Yeah a lot of echo and dissonance.
What are the key tracks for you?
There’s variations. There’s a song called ‘Celestial Candyfloss’ which we practiced a lot on the road and got the arrangement spot on. It had a very definite structure and idea of how it should turn out. And then other tracks like ‘Cover Up the Cover Up’ where I was trying to encourage everybody to jam and interplay with each other and try to find a groove. They were the two extremes. There’s very straightforward pop songs and there’s more atmospheric songs that are more experimental.
Are you still learning things in the studio?
Yeah, when I played on those songs by Imarhan and Maxine was the engineer, I loved how he would record live takes at very low volume with acoustic instruments, and he was making them sound very powerful. We took the same approach on this album. We played on acoustic instruments, quietly for the most part, with a stand-up double bass and a string quartet. Maxine was able to make them sound powerful. That was a learning experience. I was trying to sing more quietly on some songs too. I‘m sure I’ll do that on future records.
I suppose it’s partly why I wanted to try a different studio or different circumstances. To try and not make the same record over and over again.
You’ve done 25 records, do you find your songwriting has changed over the years?
Probably not enough! I’m still doing very simple melodic songs that rhyme. My hope is that I am heading somewhere with it. I’m working my way there. To maybe reach a point where I can make really challenging music that’s still listenable. That’s where I went to get to.
Is that your motivation?
I think that’s my motivation yeah. But I’m happy to leave a trail of attempts rather than spend 15 years on one album by myself.
What was the first song you ever wrote?
My brother had a tape recorder and I recorded a song in the welsh language that was about a train driver that was getting old.
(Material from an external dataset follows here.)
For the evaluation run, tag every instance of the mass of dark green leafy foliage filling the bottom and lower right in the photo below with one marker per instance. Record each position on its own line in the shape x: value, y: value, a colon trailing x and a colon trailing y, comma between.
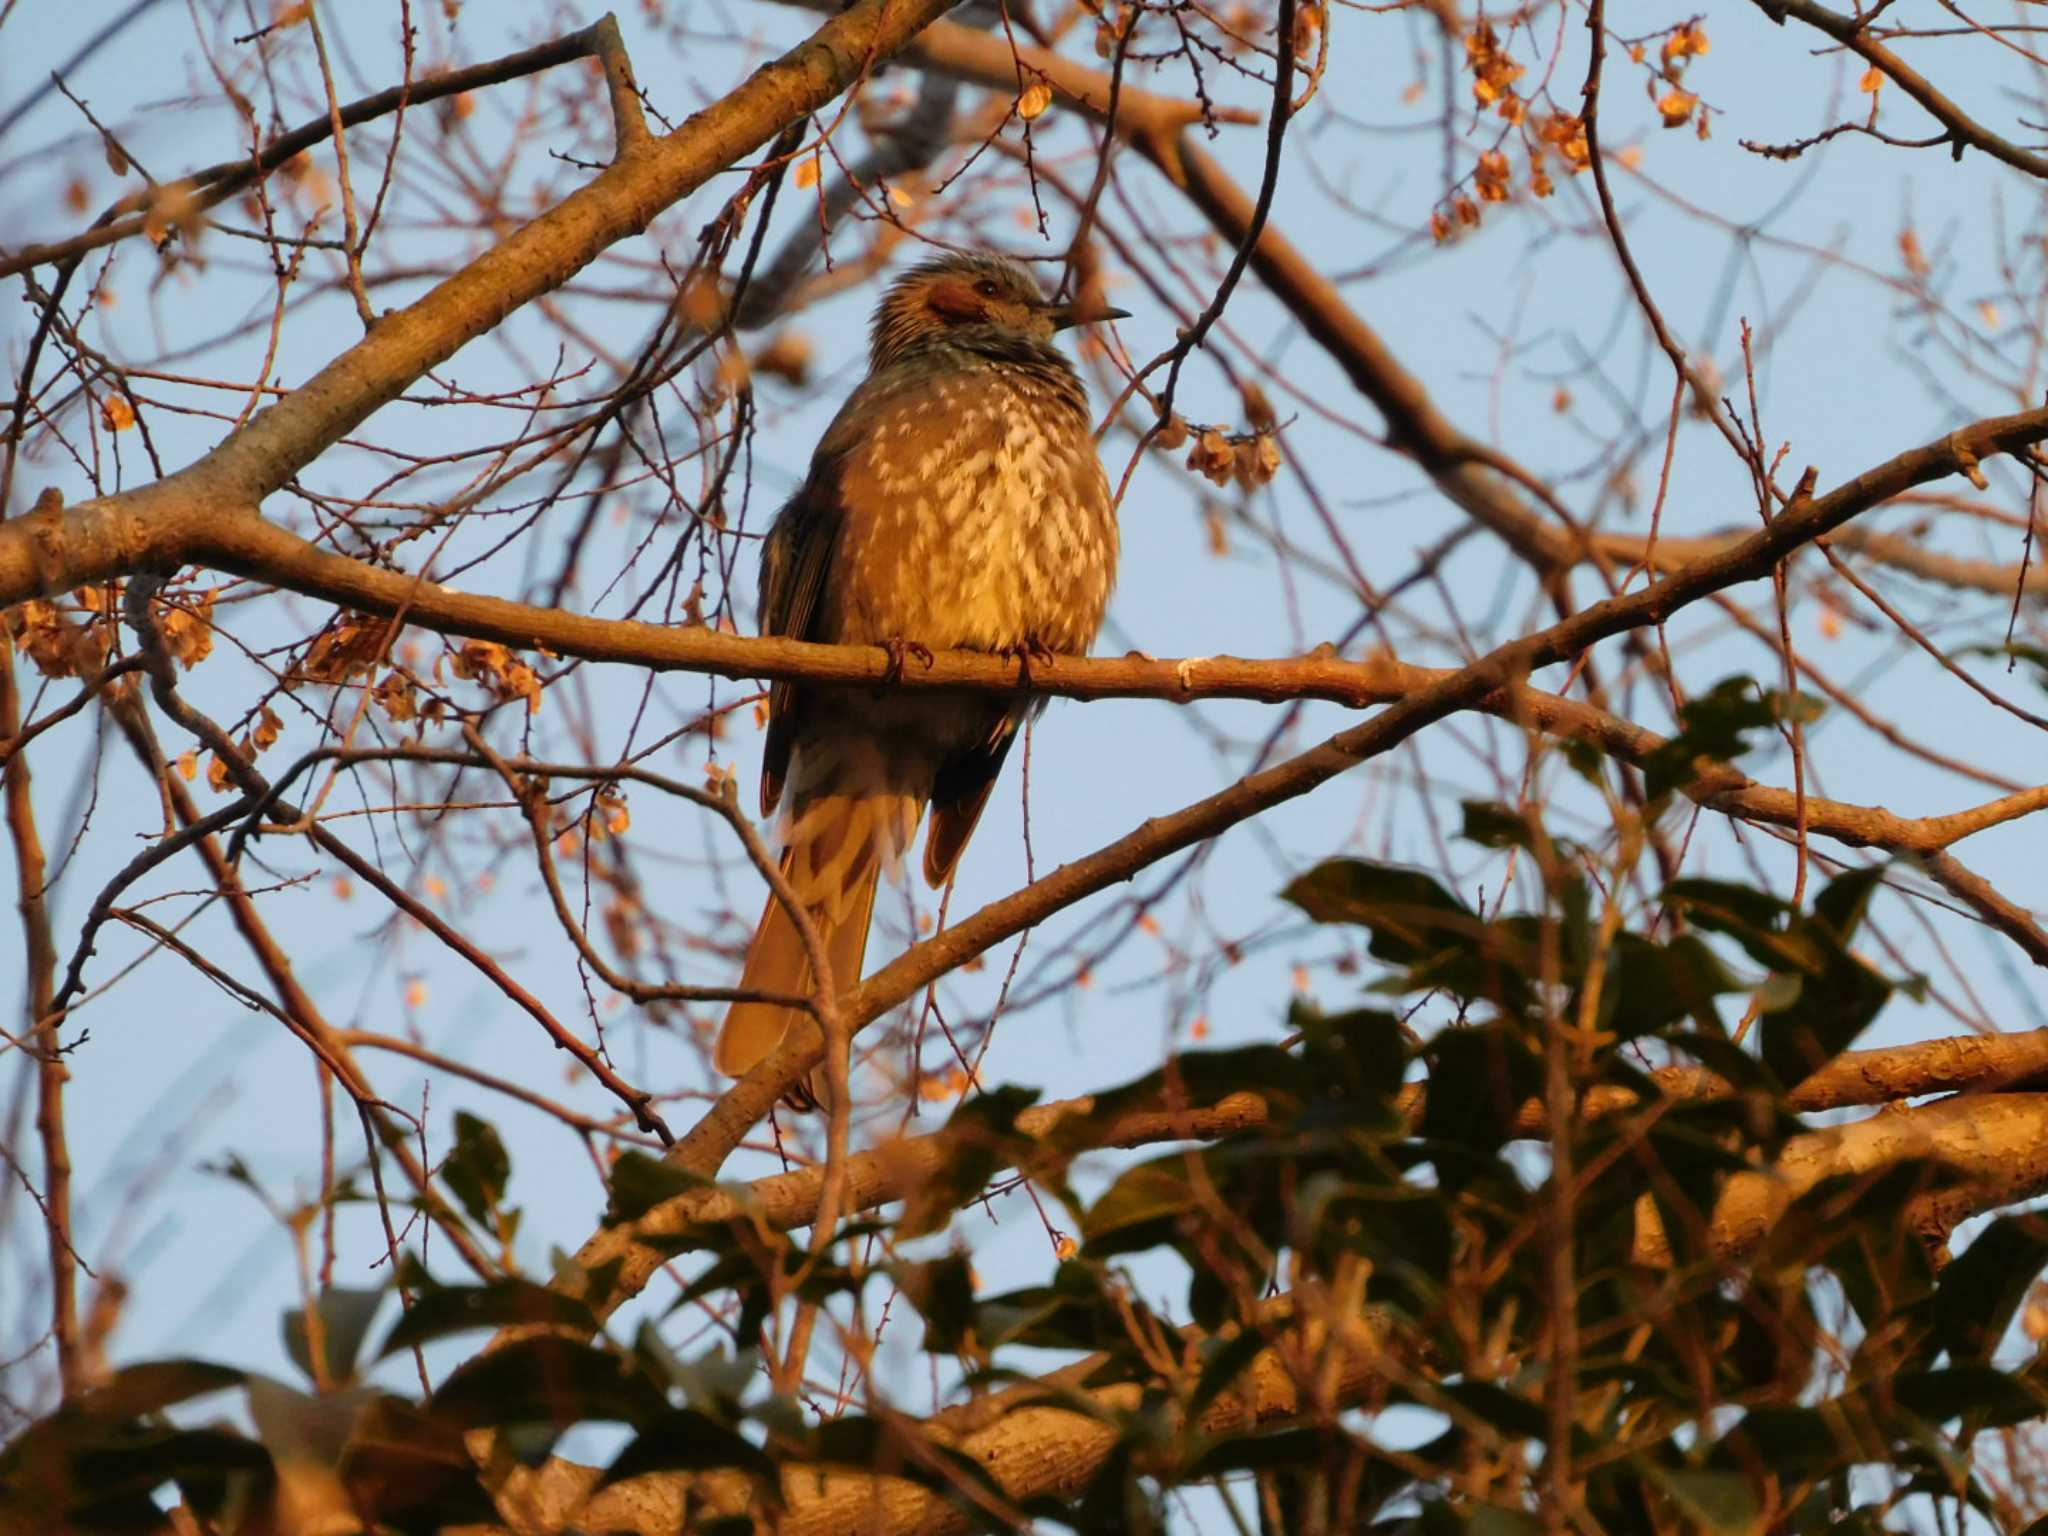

When I was about five.
Have you managed to meet your heroes over the years?
I’ve been lucky enough to meet some incredible people like Neil Young and Lou Reed, Brian Wilson, Paul McCartney. It’s mind boggling to me really.
How was Lou Reed? Scary?
Amazing. Incredible. We et him in 1996 in a festival in Belgium. It was on a beach in Zeebrugge. There was a free bar backstage and we played first and went straight to the bar afterwards. And then after a couple of hours, Lou Reed walked into the bar. He’d had a curly mullet for many years, and he walked in with really short hair, he’d shaved it all off. I was with the other members of the Super Furry Animals and we just started singing, ‘Where’s your mullet gone? Where’s your mull-et gone?’ And he just responded to it really well. He was laughing, totally how you wouldn’t expect him to be. I had a photo with him, and h was beaming. It was an insane situation. We were really happy to meet him and he was cool and laughing. He was really nice!
How do you look after your mental health?
We’re living in extremely sobering times and I’ve had to adapt to to things over the last few years like everybody else. I’ve got kids so that’s my priority, trying to give them a stable life, but in turn that gives me stability as well. And when I am doing music I really appreciate it, its not something I take for granted. I’ve tried to adapt. I used to go on a continuous tour for 6 weeks and you tend to lose the plot after three weeks. So I don’t do that really anymore, I just make sure I’m home a lot and keep in touch with what’s real.
What do you hope people get from the album?
I think it starts quite structured then goes into a space where people can lose themselves in it and come out the other end with a spring in their step, with some sense of hope after being in this world for 40 minutes or so.
Is the final track, ‘I’ll Keep Singing’, a bit of a mantra for you?
Yeah it’s a bit of an absurd mantra. Sadness sets me free, sung optimistically. Giving myself the freedom to sing sad songs and moan and complain a little and then hopefully walk away empowered by them.